For Burke, it was a sense of confirmation. “And after studying it and looking at it and thinking about it and coming out here and measuring and thinking that it ought to be right about here, it just was very redeeming,” he says “It was just one of those moments of completeness.”

Today, you can stand in the very spot where the Halifax Resolves were most likely drafted, imagining what it would have been like when 83 delegates crowded into the small building to adopt the resolution. You can tour 18th-century buildings such as the Eagle Tavern and the Tap Room, which open a window onto Revolutionary War life. You can walk the very ground where the Declaration of Independence was first read aloud in North Carolina, picturing the day revolutionary leader Cornelius Harnett unrolled the document in front of the courthouse to a jubilant yet reverent crowd. You can almost hear the shouts of joy when he finished.

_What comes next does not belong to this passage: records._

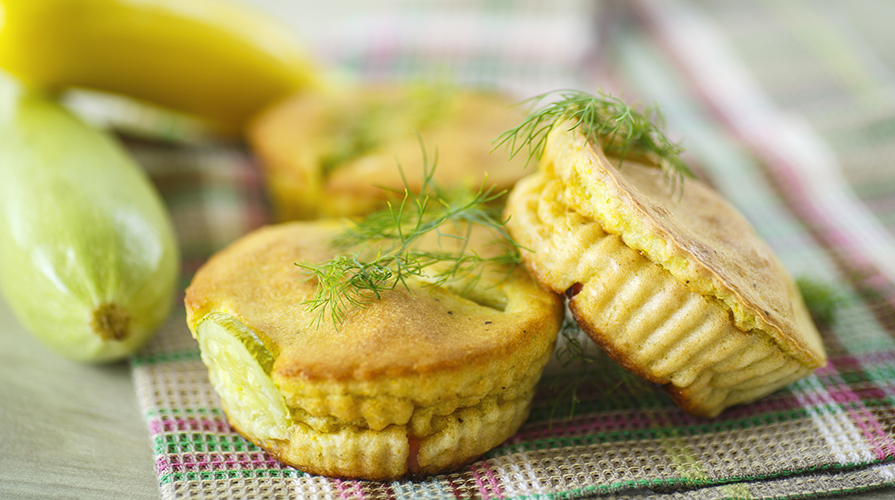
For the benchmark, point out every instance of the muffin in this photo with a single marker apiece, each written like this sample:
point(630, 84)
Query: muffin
point(673, 284)
point(337, 153)
point(419, 381)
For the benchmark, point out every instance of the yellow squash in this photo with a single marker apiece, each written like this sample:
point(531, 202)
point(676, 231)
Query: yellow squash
point(215, 59)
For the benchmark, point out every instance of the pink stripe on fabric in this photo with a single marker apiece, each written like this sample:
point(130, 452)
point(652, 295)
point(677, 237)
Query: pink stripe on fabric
point(198, 462)
point(165, 424)
point(782, 141)
point(876, 436)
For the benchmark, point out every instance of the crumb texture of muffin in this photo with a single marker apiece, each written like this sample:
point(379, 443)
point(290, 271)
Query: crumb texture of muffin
point(414, 383)
point(674, 285)
point(331, 154)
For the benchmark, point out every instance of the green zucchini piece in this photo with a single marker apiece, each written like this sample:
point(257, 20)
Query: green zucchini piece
point(88, 255)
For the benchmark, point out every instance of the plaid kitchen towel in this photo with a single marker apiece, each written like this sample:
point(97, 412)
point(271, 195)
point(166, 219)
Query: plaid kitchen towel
point(774, 112)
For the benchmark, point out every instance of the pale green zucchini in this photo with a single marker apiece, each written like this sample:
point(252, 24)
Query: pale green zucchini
point(88, 256)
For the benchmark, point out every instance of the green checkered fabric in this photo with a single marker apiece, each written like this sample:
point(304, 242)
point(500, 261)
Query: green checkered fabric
point(788, 108)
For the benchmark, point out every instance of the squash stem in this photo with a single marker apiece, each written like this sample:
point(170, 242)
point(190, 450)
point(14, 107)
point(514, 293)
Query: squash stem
point(111, 322)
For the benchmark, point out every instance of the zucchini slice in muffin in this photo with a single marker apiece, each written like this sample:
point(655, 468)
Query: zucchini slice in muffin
point(674, 285)
point(419, 381)
point(330, 154)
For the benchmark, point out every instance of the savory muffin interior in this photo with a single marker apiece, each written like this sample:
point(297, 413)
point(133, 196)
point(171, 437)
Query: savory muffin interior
point(673, 285)
point(417, 382)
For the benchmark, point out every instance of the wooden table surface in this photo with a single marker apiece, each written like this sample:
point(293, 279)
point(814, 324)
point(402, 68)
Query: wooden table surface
point(68, 430)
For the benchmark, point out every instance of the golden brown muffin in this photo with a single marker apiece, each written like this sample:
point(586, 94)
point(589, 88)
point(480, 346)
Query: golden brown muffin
point(418, 382)
point(331, 154)
point(675, 286)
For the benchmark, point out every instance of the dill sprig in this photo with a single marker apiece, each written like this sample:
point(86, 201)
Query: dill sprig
point(582, 364)
point(621, 130)
point(821, 299)
point(383, 252)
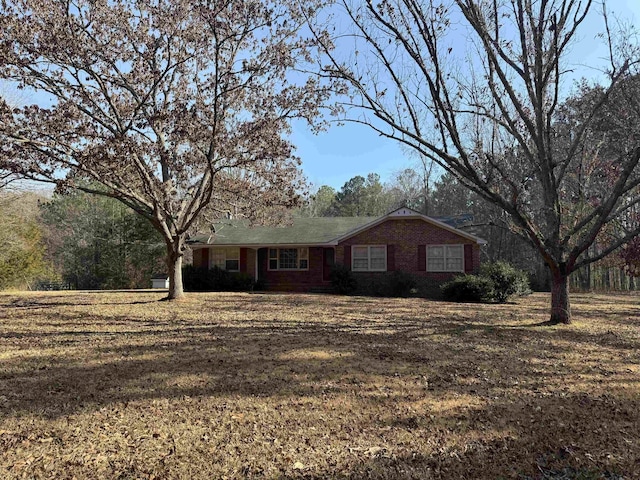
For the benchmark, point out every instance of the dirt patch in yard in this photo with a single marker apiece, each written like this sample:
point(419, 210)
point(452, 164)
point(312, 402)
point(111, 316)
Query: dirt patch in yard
point(119, 385)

“Even though the building is not there anymore because it’s been auctioned off, to go visit that actual location where these things took place is powerful,” McMahon says.

Burke and McMahon worked with architectural historians to create a drawing of what the Halifax Courthouse might have looked like. Photography courtesy of MCWB Architects
But without the visible outline of the courthouse that’s on the site now, visitors wouldn’t know the significance of this place. They wouldn’t know when they’re standing in the footsteps of our forefathers — the founding fathers of our country.
“I think finding [the courthouse] and celebrating it and sharing that narrative with the public instills a lot of pride in one’s country and pride in one’s state,” Taylor says. “It’s a very important symbol to remind people that North Carolina was part of this early movement to secede and rebel. It emphasizes that North Carolina has this often untold or forgotten significance to that narrative of freedom.”